I beleive this to be the problem. I don't think it's a leaky injector. I
guess my question should be; What will cause the ECU to power the upper
injector when it shouldn't be powered? A temperature sensor? Will this
cause a Code 16? BTW, I did check the wire harness and cleaned the
ground wire at the thermostat too.
Pull the connector from the upper injector. See what happens.
How old is your thermostat? Have you tested the ECT sensor for correct
If the ECU is powering the upper injector inappropriately, it may have been
fooled into thinking the engine is too cold. Is there any overfueling
problem with the engine stone-cold? Or only when hot?
i don't think code 16 is your problem* - here's what i think is the clue:
"I've changed the injectors."
with the throttle body injection, the injectors are deep set and have 2
or 3 o-ring seals on them. on reinsertion, if you didn't grease
properly, i think you snagged one of the o-rings and now you're leaking
fuel into the t.b. you'll have to re-pull the injectors and check.
but this begs the question of why you pulled them in the first place -
is this a california vehicle and do you have a hesitation problem?
* - code 16 is usually a main relay problem. it happens on hondas this
age. either re-solder or replace as a matter of course. it won't
affect your injectors with the symptoms you describe.
The O-ring that generally gets torn/folded is the one that goes into the
fuel rail. This results in fuel leakage into the engine compartment;
dangerous and smelly.
The seal that goes between throttle body and injector is an air seal only.
They are much larger and are harder to damage.
I see the diagram, thanks. The DPFI injectors are somewhat different
from the port-injected ones.
I also see I had it backwards which injector was the main one. It's the
UPPER injector that is the main one, not the lower.

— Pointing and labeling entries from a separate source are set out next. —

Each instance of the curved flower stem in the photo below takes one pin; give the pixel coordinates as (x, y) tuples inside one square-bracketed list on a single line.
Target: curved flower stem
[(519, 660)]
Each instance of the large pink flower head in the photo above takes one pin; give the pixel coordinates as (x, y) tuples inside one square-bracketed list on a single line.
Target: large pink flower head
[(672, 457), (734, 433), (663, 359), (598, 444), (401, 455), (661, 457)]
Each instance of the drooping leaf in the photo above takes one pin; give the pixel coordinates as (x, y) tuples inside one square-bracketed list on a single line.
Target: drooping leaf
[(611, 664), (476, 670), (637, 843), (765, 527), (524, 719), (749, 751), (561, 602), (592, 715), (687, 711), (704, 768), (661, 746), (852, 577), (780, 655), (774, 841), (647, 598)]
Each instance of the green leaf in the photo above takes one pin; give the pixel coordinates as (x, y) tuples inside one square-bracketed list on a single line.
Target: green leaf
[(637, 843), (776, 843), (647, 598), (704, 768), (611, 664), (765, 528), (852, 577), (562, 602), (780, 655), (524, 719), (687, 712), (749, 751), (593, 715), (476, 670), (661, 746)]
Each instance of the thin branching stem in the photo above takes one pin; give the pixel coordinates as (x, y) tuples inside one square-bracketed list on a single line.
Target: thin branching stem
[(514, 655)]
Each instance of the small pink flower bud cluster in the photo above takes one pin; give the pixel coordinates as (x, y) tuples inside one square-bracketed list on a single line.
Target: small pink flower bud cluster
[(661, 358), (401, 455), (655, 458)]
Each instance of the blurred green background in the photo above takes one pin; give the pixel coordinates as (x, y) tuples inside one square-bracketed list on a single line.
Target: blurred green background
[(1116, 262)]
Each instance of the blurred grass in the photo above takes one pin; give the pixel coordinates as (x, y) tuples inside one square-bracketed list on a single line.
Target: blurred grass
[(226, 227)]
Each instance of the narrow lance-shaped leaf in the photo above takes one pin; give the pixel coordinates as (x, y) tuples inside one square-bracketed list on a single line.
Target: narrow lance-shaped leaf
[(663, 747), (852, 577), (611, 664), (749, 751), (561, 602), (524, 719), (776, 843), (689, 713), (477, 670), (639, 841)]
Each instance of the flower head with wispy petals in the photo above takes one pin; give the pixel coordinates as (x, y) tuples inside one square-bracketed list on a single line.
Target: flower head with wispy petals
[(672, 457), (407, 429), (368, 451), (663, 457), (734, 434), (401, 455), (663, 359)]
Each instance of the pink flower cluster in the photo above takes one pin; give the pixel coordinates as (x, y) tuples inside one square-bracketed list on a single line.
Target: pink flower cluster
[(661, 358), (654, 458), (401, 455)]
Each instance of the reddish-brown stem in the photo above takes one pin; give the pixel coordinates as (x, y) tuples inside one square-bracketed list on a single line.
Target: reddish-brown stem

However, it is not obvious how the O-rings shown could cause fuel
leakage if torn. The ones that are indicated on the diagram appear to be
air/vibration seals, performing much the same role as the big rubber
rings that are used in port injected cars.
1) Where is the fuel inlet? There should be a third (much smaller) O-
ring where the top of the injector goes into the fuel connection, should
2) Does the auxiliary injector supply fuel through a pintle on its end,
or does it instead somehow supply fuel through the drilling that angles
up from its body?
the fuel circulates in passages in the throttle body and enters the
injector through ports between seals 1 & 2 [iirc], if you're counting
from the narrow end. if seal 1 is munged or missing, you're getting
substantial leakage into the throttle air passage.
there is a 3rd ring iirc, at the thick end. mainly a dust seal i think.
can't recall for sure - the injector i have is at the bottom of the
through the injector end. technically, that's not the "pintle" - that
term refers to the trumpet shaped protrusion on the end of the injector
pin that forms the spray pattern when the pin moves to open. a lot of
diesel injectors don't have pintles.
I went to the wreckers today to get some trim parts. Wandering around, I
had a peek at a few Civics with DPFI. It was an education, that's for
On one vehicle, I removed the lower injector to have a look at it
(couldn't break the screws loose on the upper one due to poor leverage
and bad hammering angle; I didn't bring enough tools).
I see now what you mean. The fuel line goes into the throttle body, not
the injectors. On the injector I pulled, there is a series of narrow
rectangular screened "windows" arrayed around the injector between the
two O-rings. These admit fuel through the screens. The outer O-ring is
quite thick and robust, and, I would think, hard to tear.
The injector I pulled had a shallow green plastic "trumpet" surrounding
the nozzle and pin. Would this not be the "pintle"?